Please excuse me for a couple of days while I go off to France.

Friday, July 29, 2005

Mountain excitement

Verbier tent
Originally uploaded by Duchenj.

Back from Verbier. Here's a picture of the scene outside the concert tent the other night. The tent in the picture is the Cafe Schubert, where lectures and pre-concert talks are held. It's quite some setting for music...

The quality of the performances was, as usual absolutely incredible (with one scarey exception). The highlights of our all-too-brief stay were Leonidas Kavakos, Mischa Maisky and Elena Bashkirova playing the Schubert B flat Trio; and Thomas Quasthoff, accompanied by Evgeny Kissin, singing a selection of dark-hued Schubert with a power and empathy that were positively spine-chilling.

During less than 48 hours we experienced all of this and much more. Cello masterclass with Ralph Kirshbaum, lunch & interview with the fabulous Kavakos (stopping on way into street cafe to say hi to Vengerov a few tables away), mountain cable car & glorious walk, amazing concert with Mozart played by Michala Petri, Janine Jansen, Julian Rachlin & various others, a scrumptious fondue, the Quastoff/Kissin gig and the most extraordinary party I've ever been to...

The only upset was a cellist called Alexander Knaizev, who - despite having Kissin as his pianist - gave the most horrible performance of sonatas by Franck and Shostakovich. I disgraced myself by getting the giggles, but I don't think I was the only one. Half the audience loved it; many others fled the moment the Franck was finished. I hung on for the Shostakovich in case it improved, but it didn't.

Some claim to like his 'intensity' - but if someone TALKED to you like that, constantly fortissimo, milking E-V-E-R-Y W-O-O-O-R-D F-O-R M-A-A-A-A-A-A-X-I-M-U-U-U-M E-M-O-T-I-O-O-O-O-N A-A-A-A-L-L T-H-E T-I-I-I-I-M-E W-I-T-H-O-U-U-T A-N-Y V-A-R-I-E-T-Y-Y-Y-Y, you would either think they were crazy or you'd go crazy yourself. Sorry, but that's not intensity. It's emotional claptrap and it has nothing, but NOTHING, to do with Franck, let alone Shostakovich (and this guy, being Russian, should at least have known better there). Plus it takes some doing to make an audience come out of a cello recital in a tent feeling as if their ears have been assaulted by an electric guitar. I was particularly disappointed because I've heard some of his recordings and liked them very much, including his solo Bach.

Anyway, win some, lose some... Verbier is beautiful, thrilling and -given the amount of serious dosh there - remarkably human. This was my fourth visit (and Tom's first) and I hope I'll be able to go back next year.

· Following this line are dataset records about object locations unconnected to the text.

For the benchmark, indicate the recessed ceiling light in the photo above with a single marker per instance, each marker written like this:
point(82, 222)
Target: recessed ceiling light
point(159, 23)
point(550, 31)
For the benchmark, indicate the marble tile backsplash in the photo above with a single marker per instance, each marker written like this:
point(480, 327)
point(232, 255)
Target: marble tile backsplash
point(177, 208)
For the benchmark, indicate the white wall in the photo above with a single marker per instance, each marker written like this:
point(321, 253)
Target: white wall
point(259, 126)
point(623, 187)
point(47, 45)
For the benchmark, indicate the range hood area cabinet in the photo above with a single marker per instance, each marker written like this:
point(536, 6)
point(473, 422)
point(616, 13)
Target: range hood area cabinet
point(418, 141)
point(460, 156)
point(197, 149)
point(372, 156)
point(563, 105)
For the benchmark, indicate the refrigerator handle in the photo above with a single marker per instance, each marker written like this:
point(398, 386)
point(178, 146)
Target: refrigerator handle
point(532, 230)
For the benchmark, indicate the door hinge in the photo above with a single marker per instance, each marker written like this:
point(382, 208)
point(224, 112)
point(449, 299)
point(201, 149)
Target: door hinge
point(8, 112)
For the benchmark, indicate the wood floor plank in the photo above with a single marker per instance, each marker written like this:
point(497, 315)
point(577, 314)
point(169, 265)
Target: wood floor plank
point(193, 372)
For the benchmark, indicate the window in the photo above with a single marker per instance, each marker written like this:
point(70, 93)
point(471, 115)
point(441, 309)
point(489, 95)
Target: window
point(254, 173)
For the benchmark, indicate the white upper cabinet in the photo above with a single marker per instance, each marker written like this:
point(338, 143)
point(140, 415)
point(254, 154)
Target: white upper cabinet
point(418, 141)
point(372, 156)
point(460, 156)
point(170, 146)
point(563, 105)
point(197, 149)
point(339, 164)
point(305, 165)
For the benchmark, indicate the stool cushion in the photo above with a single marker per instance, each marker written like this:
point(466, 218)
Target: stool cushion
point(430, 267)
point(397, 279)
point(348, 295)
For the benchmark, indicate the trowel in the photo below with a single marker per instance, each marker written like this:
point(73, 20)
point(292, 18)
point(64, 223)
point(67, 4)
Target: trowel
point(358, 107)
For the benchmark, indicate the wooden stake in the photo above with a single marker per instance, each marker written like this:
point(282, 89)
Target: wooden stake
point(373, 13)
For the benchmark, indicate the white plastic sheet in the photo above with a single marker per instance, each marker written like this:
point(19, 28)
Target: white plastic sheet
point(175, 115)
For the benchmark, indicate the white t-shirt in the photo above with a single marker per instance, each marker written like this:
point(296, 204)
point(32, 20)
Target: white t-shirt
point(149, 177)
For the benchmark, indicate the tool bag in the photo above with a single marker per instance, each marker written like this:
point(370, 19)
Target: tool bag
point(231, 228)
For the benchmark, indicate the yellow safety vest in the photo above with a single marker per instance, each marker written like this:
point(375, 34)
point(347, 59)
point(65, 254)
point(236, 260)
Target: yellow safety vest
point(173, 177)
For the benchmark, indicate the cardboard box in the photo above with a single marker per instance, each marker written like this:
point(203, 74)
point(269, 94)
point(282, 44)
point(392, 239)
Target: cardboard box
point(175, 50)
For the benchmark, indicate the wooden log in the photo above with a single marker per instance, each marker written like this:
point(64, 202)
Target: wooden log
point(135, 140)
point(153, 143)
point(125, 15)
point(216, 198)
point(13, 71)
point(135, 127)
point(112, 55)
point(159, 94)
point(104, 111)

I'm now about to do extra time on the exercise bike to burn off some of that fondue...

Sunday, July 24, 2005


OK. I think that's quite enough about Wagner for a bit. My brain's getting twisted.

I'm off to Switzerland for a flying visit to the Verbier Festival tomorrow - back rather too soon. A couple of thoughts to leave you with in the meantime, including the promised Desert Island Discs in case anyone's interested!

First, though, for the literary-minded: in the wake of the bombings in London and Egypt and the continual suicide bombing insurgency in Iraq, how are we creatives to respond? I've often been annoyed by the way that much contemporary fiction seems to be an extended version of what's happened to be in the news - the result is a lot of books that date very quickly - and even my favourite books, which on the whole don't do that, can contain elements that become dated through their 'relevance to contemporary issues'. On the other hand, there's a lot of escapism too: historical novels that bury their concerns in the distant past (though I hasten to add that I love many of those!!). Is it possible for writers and, indeed, composers to handle the impact of our changing world in a creative way that doesn't become obsessed with relevance to these issues? I'm wondering how to make my new novel feel contemporary without getting too involved in such things. It's difficult.

Enough of that - here are 8 Desert Island Discs to enjoy. I've a nasty feeling I've done this before, but can't remember when - and the list has probably changed...

1. Krystian Zimerman plays the Ravel piano concertos - with LSO/Boulez (DG). Perfection.

2. Marc-Andre Hamelin's album 'Kaleidoscope'. All his recordings are brilliant, but this is the one I play most.

3. Mozart: The Magic Flute, conducted by Klemperer with fab cast including Nikolai Gedda, Gundula Janowitz and Lucia Popp. I grew up with this & may be where I am today partly because of it.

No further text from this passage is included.